Health research studies and clinical trials create a wealth of information about the participants in the research, their health and the interventions being studied. That data generated is valuable to more than just the original study, however, issues of patient privacy and the naturally siloed approaches of some research groups and government jurisdictions means that sharing data for these valuable purposes is complex and sometimes impossible. Click here for more information.

ARDC have released a series of short videos regarding Data Sharing and the HeSANDA project. To watch the videos, click the links below:

• Benefits of Data Sharing
• What is Health Data Australia?
• Setting up a New Clinical Trial for Data Sharing
• Why is Metadata Important for Research?

Data Linkage creates links between information about a person from different sources including, but not limited to, medical records, and registries like the Australian Cancer Database and the National Death Index in Australia, or the Health Statistics and Data Sets in New Zealand. These agencies are also referred to as data custodians.

Data Linkage is done to collect additional information, for example any further diagnosis for cancer, long after a person has stopped taking part in a study. Data linkage is an effective way for researchers to continue to look at the long term effectiveness of the treatments used in a study, without needing to directly contact participants.

By agreeing to take part in a BCT clinical trial, BCT may in future request your identifiable information such as name, date of birth and address from the hospital where you took part in a BCT trial to use for Data Linkage. By taking part in the clinical trial, you agree to provide, or allow the hospital to provide, this information if it is required.

Your identifiable information, such as your name, gender, date of birth, address and linked registry data, will only be requested if:

• BCT decides to proceed with Data Linkage, AND
• Only after all required approvals for data linkage have been obtained such as:
  • Ethics review and approval from the relevant HREC(s) for a project requesting access to your information for data linkage

• • Permission from the data custodian(s) (who perform data linkage from your identifiable information).

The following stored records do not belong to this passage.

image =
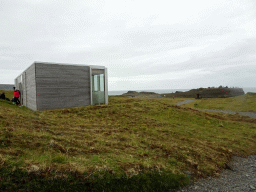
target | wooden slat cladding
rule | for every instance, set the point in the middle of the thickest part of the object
(62, 86)
(97, 71)
(30, 88)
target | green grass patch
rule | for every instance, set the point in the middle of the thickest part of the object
(118, 144)
(245, 102)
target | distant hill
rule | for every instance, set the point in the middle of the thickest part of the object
(218, 92)
(6, 87)
(210, 92)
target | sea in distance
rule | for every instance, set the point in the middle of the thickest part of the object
(161, 91)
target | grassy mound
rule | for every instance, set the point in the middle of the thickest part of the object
(138, 143)
(245, 102)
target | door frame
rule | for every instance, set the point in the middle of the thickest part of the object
(105, 82)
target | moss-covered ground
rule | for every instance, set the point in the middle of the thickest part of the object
(132, 144)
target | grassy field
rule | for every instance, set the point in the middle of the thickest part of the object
(245, 102)
(132, 144)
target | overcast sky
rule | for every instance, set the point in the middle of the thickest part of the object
(145, 44)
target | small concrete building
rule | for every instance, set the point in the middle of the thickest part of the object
(46, 86)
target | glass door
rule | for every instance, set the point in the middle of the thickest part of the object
(98, 89)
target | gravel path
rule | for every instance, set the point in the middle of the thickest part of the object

BCT will strictly maintain privacy and confidentiality, and will ensure that your information is stored, used and transmitted securely. BCT will only use your identifiable information to provide to the data custodian(s) for Data Linkage. Your identifiable information will never be released to researchers; instead, project-specific patient codes will be created by the data custodian(s) before giving it to researchers.

Your health records and any personal and health information obtained during a clinical trial are subject to inspection (to check that all the procedures and data are complete and accurate) by the relevant authorities (such as the Therapeutic Goods Administration or Medsafe) and authorised representatives, collaborators and licensees of BCT, other organisations involved in the study (e.g. a pharmaceutical company, international collaborative group), hospitals participating in the study, or as required by law.

By signing the Consent Form, you authorise release of, or access to, this confidential information to the relevant study personnel, regulatory authorities, and parties as noted above.